Goal is to explore avgpool for use as a downsampler in our diffusion

Sections
* AvgPool Twice
* Variance Exploration

In [1]:
import torch
import torch.nn.functional as F

# AvgPool twice? 
It seems that we can expect a max error around 2.3842e-07 per dimension. 
In terms of vectors sizes, we can expect a max error around 1.0476e-05

In [2]:
D = lambda x, d: F.avg_pool2d(x,d, d, 0, False, False)

In [3]:
dim = 1024
N = 64
example_N3DimDim = torch.randn(N, 3, dim, dim)

In [4]:
twice = D(D(example_N3DimDim, 2), 2)
once = D(example_N3DimDim, 4)
torch.allclose(twice, once, atol=1e-7)

True

In [5]:
torch.abs(twice-once).max()

tensor(2.3842e-07)

In [6]:
mags = torch.sqrt(torch.sum((twice-once)**2, dim=(1,2,3)))
mags.max()

tensor(1.0427e-05)

In [7]:
def avgpool_stats_dim(N, dim, scale=1.0): 
    example_N3DimDim = torch.randn(N, 3, dim, dim) * scale
    
    twice = D(D(example_N3DimDim, 2), 2)
    once = D(example_N3DimDim, 4)
    close = torch.allclose(twice, once, atol=1e-7)
    print(f"Close: {close}", end=" ")

    max_abs_diff = torch.abs(twice-once).max()
    print(f"{max_abs_diff=}", end=" ")

    mags = torch.sqrt(torch.sum((twice-once)**2, dim=(1,2,3)))
    max_magnitude_diff = mags.max()
    print(f"{max_magnitude_diff=}")

In [8]:
for dim in [4, 16, 32, 64, 128, 256, 512, 1028]: 
    avgpool_stats_dim(N, dim)

Close: True max_abs_diff=tensor(5.9605e-08) max_magnitude_diff=tensor(6.8286e-08)
Close: True max_abs_diff=tensor(1.4901e-07) max_magnitude_diff=tensor(2.2781e-07)
Close: True max_abs_diff=tensor(1.1921e-07) max_magnitude_diff=tensor(3.7674e-07)
Close: True max_abs_diff=tensor(1.7881e-07) max_magnitude_diff=tensor(7.1357e-07)
Close: True max_abs_diff=tensor(2.3842e-07) max_magnitude_diff=tensor(1.3735e-06)
Close: True max_abs_diff=tensor(2.3842e-07) max_magnitude_diff=tensor(2.6434e-06)
Close: True max_abs_diff=tensor(2.3842e-07) max_magnitude_diff=tensor(5.2739e-06)
Close: False max_abs_diff=tensor(2.3842e-07) max_magnitude_diff=tensor(1.0474e-05)


In [9]:
for dim in [4, 16, 32, 64, 128, 256, 512, 1028]: 
    avgpool_stats_dim(N, dim, scale=100)

Close: False max_abs_diff=tensor(7.6294e-06) max_magnitude_diff=tensor(8.5831e-06)
Close: False max_abs_diff=tensor(1.5259e-05) max_magnitude_diff=tensor(2.3253e-05)
Close: False max_abs_diff=tensor(1.5259e-05) max_magnitude_diff=tensor(3.7434e-05)
Close: False max_abs_diff=tensor(1.5259e-05) max_magnitude_diff=tensor(6.9951e-05)
Close: False max_abs_diff=tensor(2.2888e-05) max_magnitude_diff=tensor(0.0001)
Close: False max_abs_diff=tensor(3.0518e-05) max_magnitude_diff=tensor(0.0003)
Close: False max_abs_diff=tensor(3.0518e-05) max_magnitude_diff=tensor(0.0005)
Close: False max_abs_diff=tensor(3.0518e-05) max_magnitude_diff=tensor(0.0010)

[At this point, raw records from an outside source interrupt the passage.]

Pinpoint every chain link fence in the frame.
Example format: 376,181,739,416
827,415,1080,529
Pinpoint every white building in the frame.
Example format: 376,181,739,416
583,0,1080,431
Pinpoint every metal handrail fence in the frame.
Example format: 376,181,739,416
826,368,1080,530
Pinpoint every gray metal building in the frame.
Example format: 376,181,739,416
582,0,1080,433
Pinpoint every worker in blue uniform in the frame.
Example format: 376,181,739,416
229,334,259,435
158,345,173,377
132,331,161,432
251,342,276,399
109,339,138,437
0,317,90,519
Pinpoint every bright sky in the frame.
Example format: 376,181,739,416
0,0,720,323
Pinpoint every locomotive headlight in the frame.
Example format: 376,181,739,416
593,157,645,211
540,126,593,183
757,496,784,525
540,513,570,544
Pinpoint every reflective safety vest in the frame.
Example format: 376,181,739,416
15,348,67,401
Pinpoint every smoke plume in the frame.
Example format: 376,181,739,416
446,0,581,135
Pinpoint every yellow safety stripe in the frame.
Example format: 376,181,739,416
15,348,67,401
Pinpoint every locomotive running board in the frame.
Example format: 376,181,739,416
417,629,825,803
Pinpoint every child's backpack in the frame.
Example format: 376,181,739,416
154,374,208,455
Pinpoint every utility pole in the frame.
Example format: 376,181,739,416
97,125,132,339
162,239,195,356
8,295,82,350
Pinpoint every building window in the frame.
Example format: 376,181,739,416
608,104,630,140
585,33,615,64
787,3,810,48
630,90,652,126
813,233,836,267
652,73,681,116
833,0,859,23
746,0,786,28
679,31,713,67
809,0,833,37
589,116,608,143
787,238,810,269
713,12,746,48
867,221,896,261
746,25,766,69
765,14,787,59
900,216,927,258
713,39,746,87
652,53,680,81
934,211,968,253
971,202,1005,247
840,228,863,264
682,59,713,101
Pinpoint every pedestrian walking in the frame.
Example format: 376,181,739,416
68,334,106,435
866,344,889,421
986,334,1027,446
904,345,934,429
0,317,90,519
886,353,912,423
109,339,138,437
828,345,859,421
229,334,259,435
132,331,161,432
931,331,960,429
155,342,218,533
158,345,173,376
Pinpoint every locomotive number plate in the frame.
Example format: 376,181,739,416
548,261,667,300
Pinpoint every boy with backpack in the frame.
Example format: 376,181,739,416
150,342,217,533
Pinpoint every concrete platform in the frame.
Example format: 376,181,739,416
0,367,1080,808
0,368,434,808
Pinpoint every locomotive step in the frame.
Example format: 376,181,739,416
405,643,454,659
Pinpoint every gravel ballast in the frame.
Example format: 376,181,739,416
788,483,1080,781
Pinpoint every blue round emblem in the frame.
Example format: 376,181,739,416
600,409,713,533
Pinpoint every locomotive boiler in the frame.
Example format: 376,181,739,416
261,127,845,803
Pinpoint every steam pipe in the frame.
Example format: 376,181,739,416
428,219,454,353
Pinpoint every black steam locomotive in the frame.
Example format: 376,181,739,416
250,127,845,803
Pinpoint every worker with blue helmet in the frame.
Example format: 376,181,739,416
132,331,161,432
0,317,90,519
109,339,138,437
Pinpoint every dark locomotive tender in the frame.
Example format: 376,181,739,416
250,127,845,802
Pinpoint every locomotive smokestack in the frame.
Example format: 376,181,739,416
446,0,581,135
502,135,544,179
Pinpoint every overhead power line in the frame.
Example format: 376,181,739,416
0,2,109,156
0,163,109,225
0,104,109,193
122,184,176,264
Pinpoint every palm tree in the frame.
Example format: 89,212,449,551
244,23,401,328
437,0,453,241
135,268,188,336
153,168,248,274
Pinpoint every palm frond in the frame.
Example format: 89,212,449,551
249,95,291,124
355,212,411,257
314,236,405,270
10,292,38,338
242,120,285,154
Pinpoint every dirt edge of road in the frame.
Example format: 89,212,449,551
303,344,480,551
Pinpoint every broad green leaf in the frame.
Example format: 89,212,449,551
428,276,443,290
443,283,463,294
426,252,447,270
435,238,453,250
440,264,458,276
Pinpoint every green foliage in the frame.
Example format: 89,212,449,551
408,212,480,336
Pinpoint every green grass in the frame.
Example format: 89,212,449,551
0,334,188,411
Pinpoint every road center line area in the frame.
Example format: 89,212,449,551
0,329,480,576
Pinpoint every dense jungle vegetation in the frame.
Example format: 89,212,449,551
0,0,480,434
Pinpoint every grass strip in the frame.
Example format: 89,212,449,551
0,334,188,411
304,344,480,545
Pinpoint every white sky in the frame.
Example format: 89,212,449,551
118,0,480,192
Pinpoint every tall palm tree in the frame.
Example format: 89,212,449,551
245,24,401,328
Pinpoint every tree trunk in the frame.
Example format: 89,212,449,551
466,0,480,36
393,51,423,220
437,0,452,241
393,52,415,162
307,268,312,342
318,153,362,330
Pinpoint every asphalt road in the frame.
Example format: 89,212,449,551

I think the larger error can be explained as a small error summed over many entries. It is strange that we get larger errors when scaling by a larger value, but I don't think we should worry about it. The scales are small. 

In [10]:
64*16, 7.1760e-05 * 16

(1024, 0.00114816)

In [11]:
def avgpool_stats_dim_unif(N, dim): 
    example_N3DimDim = torch.rand(N, 3, dim, dim) * 2 - 1
    
    twice = D(D(example_N3DimDim, 2), 2)
    once = D(example_N3DimDim, 4)
    close = torch.allclose(twice, once, atol=1e-7)
    print(f"Close: {close}", end=" ")

    max_abs_diff = torch.abs(twice-once).max()
    print(f"{max_abs_diff=}", end=" ")

    mags = torch.sqrt(torch.sum((twice-once)**2, dim=(1,2,3)))
    max_magnitude_diff = mags.max()
    print(f"{max_magnitude_diff=}")

In [12]:
for dim in [4, 16, 32, 64, 128, 256, 512, 1028]: 
    avgpool_stats_dim_unif(N, dim)

Close: True max_abs_diff=tensor(5.9605e-08) max_magnitude_diff=tensor(6.1889e-08)
Close: True max_abs_diff=tensor(8.9407e-08) max_magnitude_diff=tensor(1.3637e-07)
Close: True max_abs_diff=tensor(8.9407e-08) max_magnitude_diff=tensor(2.0768e-07)
Close: True max_abs_diff=tensor(1.1921e-07) max_magnitude_diff=tensor(3.9192e-07)
Close: True max_abs_diff=tensor(1.1921e-07) max_magnitude_diff=tensor(7.3982e-07)
Close: True max_abs_diff=tensor(1.4901e-07) max_magnitude_diff=tensor(1.4206e-06)
Close: True max_abs_diff=tensor(1.4901e-07) max_magnitude_diff=tensor(2.8310e-06)
Close: True max_abs_diff=tensor(1.4901e-07) max_magnitude_diff=tensor(5.6384e-06)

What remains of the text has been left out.